If Goodwin’s narrative sounds familiar to hockey fans, that’s because many, many American hockey players need to do that to make the NHL. Case and point, Ryan Kesler of the Anaheim Ducks. The Livonia, Michigan native wrote in Friday’s Players’ Tribune on this very subject. Hockey players in America don’t grow up playing the same game as their Canadian counterparts, who play on “perfect frozen ponds,” with “warm cocoa,” Kesler wrote.
Kesler is one of the players that Goodwin looks up to who embodies that gritty, American hockey persona.
“He’s a warrior. He’s a leader,” Goodwin said. “The guys on his team really respect him. That 200-foot game is super important, especially for someone like me if I want to have a chance to play at the next level. I know that [if] I’m not skilled enough or a good enough shot, that that’s going to get me there. I know I have to be a complete player.”
Kesler continued to write that his dad would preach, “It’s not going to be the most skillful guys who make it to the NHL. It’s going to be the guys who want it the most.” The Ducks’ centerman was cut from three AAA teams growing up, but found a way to play for the Ohio State Buckeyes and eventually become a first-round pick for the Vancouver Canucks in 2003.
Goodwin can relate to not seeing his name on the final roster.
“I’ve been cut many times in my life, especially when I was younger and all the kids my age were bigger than me and stronger than me, Goodwin said.” I just wasn’t able to keep up.

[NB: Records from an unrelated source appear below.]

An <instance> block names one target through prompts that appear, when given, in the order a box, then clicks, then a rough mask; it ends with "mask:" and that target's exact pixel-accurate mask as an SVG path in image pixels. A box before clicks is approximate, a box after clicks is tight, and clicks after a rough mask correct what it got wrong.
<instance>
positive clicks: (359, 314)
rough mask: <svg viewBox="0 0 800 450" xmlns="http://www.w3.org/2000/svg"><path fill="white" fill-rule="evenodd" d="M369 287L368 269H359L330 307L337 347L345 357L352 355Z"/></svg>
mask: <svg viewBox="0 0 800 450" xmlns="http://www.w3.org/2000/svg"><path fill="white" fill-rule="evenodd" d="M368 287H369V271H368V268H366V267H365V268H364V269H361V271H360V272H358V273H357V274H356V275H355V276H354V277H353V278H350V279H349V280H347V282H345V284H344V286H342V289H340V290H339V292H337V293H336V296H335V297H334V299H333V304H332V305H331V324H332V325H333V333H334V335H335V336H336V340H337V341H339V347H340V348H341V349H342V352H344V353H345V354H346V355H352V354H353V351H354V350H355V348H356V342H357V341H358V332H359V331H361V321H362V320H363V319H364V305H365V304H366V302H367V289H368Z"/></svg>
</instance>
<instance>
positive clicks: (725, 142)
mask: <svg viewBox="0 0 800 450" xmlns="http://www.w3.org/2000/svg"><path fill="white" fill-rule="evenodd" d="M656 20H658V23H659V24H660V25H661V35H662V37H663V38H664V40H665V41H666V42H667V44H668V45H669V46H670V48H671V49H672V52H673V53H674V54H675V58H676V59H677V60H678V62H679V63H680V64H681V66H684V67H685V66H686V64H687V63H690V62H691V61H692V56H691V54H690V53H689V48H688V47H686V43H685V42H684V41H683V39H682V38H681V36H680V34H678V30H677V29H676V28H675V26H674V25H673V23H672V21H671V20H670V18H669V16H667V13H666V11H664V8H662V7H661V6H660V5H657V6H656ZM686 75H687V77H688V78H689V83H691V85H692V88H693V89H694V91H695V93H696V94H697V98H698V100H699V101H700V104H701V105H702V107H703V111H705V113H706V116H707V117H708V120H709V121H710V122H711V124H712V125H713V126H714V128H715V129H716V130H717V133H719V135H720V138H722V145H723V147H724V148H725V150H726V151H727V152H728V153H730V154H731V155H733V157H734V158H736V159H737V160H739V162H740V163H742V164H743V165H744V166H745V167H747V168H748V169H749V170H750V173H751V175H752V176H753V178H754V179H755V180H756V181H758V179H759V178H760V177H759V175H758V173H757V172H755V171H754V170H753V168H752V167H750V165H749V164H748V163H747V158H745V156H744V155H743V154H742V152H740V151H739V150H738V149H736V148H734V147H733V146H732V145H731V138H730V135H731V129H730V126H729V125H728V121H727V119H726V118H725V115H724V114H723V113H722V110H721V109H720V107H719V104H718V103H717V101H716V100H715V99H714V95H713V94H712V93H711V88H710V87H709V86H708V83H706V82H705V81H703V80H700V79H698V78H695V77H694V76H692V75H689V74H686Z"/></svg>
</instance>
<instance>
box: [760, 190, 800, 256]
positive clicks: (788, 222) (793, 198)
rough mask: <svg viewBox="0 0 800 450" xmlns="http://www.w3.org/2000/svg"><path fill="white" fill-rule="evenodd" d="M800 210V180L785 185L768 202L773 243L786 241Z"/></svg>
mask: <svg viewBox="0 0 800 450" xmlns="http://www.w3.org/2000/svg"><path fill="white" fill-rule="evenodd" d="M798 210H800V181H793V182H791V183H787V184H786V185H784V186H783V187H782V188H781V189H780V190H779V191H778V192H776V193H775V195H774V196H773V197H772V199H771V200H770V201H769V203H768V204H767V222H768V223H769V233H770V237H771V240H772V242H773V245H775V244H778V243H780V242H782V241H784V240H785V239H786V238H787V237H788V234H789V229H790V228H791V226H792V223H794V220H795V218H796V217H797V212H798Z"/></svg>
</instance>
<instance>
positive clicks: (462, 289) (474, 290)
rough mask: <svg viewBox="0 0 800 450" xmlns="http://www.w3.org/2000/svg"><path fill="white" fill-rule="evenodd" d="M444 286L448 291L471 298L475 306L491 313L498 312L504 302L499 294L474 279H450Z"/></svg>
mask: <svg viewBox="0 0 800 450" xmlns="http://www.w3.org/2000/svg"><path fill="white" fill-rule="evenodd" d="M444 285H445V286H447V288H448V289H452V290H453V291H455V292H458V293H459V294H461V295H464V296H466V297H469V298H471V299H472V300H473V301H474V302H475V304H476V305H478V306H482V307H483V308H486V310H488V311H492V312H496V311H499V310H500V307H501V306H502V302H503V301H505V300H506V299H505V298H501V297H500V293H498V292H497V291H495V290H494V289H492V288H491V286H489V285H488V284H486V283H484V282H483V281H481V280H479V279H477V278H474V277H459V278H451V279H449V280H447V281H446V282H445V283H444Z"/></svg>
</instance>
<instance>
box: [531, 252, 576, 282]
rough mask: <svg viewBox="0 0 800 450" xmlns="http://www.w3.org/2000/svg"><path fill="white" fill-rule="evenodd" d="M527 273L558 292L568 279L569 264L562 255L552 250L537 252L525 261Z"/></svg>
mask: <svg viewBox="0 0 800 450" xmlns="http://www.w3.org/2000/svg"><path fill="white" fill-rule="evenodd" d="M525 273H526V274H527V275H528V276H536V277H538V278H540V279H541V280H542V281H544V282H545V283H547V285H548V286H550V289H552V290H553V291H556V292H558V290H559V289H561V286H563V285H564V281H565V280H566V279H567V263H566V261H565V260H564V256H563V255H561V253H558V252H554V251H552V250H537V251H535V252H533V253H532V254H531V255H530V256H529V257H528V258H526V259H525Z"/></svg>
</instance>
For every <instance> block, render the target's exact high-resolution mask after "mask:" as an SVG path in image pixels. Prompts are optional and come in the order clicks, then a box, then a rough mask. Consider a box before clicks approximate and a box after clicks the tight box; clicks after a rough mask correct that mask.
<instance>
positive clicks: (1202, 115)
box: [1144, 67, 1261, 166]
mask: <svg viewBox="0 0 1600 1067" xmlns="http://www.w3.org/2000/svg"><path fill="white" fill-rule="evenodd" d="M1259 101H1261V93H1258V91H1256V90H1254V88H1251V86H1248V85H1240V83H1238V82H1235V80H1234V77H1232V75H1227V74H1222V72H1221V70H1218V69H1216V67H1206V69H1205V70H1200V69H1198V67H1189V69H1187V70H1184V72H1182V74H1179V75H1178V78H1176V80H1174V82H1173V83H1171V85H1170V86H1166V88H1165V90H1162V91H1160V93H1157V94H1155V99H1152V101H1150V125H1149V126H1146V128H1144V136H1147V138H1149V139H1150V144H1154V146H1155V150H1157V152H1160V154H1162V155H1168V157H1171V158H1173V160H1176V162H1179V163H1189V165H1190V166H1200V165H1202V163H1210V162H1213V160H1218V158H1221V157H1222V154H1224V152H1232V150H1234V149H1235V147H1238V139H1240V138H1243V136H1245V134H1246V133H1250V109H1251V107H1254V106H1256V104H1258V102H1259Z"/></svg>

I had to play on the team below me and a tier lower. It motivated me and really began my process of working harder off the ice, and kind of knowing what it takes to excel past those bigger and stronger guys.”
A player like Goodwin would make Kesler proud. They both play the American way — winning battles, showing resiliency, and outworking the opposition.
“American hockey, to me, is blue-collar,” Kesler said. “It’s about doing the things that nobody else is willing to do. Make the dirty play. Make the play that hurts.”
But make no mistake, Goodwin embodies another very American trait — he doesn’t take himself too seriously.
“You got to have fun,” Goodwin said. “You’re playing 365 days a year, it’s easy to get burnt out. If you’re going out there and not having fun with your buddies and playing around, your career can be short-lived.”